Alan Leland Boyce. Mr. Boyce is a co-founder of Adecoagro and has been a member of the Company’s board of directors since 2002. Mr. Boyce is co-founder and Chairman of Materra LLC, a diversified farming company based in California and Arizona. Mr Boyce is CEO of Westlands Solar Farms, LLC, a developer of utility scale solar PV projects in California. Since 1985, Mr. Boyce has served as the Chief Financial Officer of Boyce Land Co. Inc., a farmland management company that runs 10 farmland limited partnerships in the U.S. Mr. Boyce formerly served as the director of special situations at Soros from 1999 to 2007, where he managed an asset portfolio of the Quantum Fund and had principal operational responsibilities for the bulk of the fund’s investments in South America. Mr. Boyce also served as managing director in charge of fixed-income arbitrage at Bankers Trust from 1986 to 1999, as senior managing director for investment strategy at Countrywide Financial from 2007 to 2008, and worked at the U.S. Federal Reserve Board from 1982 to 1984. He graduated with a degree in Economics from Pomona College, and has a Masters in Business Administration from Stanford University. Mr. Boyce is an American citizen.
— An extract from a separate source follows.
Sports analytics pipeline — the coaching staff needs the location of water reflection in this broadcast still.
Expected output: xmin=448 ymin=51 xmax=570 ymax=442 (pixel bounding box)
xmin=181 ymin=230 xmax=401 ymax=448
Andres Velasco Brañes. Mr. Velasco has been a member of the Company’s board of directors since 2011. Mr. Velasco was the Minister of Finance of Chile between March 2006 and March 2010, and was also the president of the Latin American and Caribbean Economic Association from 2005 to 2007. Prior to entering the government sector, Mr. Velasco was Sumitomo-FASID Professor of Development and International Finance at Harvard University’s John F. Kennedy School of Government, an appointment he had held since 2000. From 1993 to 2000, he was Assistant and then Associate Professor of Economics and the director of the Center for Latin American and Caribbean Studies at New York University. During 1988 to 1989, he was Assistant Professor at Columbia University. Currently Mr. Velasco serves as Professor of Professional Practice at Columbia University. He also performs consulting services on various economic matters rendering economic advice to an array of clients, including certain of our shareholders. Mr. Velasco holds a Ph.D. in economics from Columbia University and was a postdoctoral fellow in political economy at Harvard University and the Massachusetts Institute of Technology. He received an B.A. in economics and philosophy and an M.A. in international relations from Yale University. Mr. Velasco is a Chilean citizen.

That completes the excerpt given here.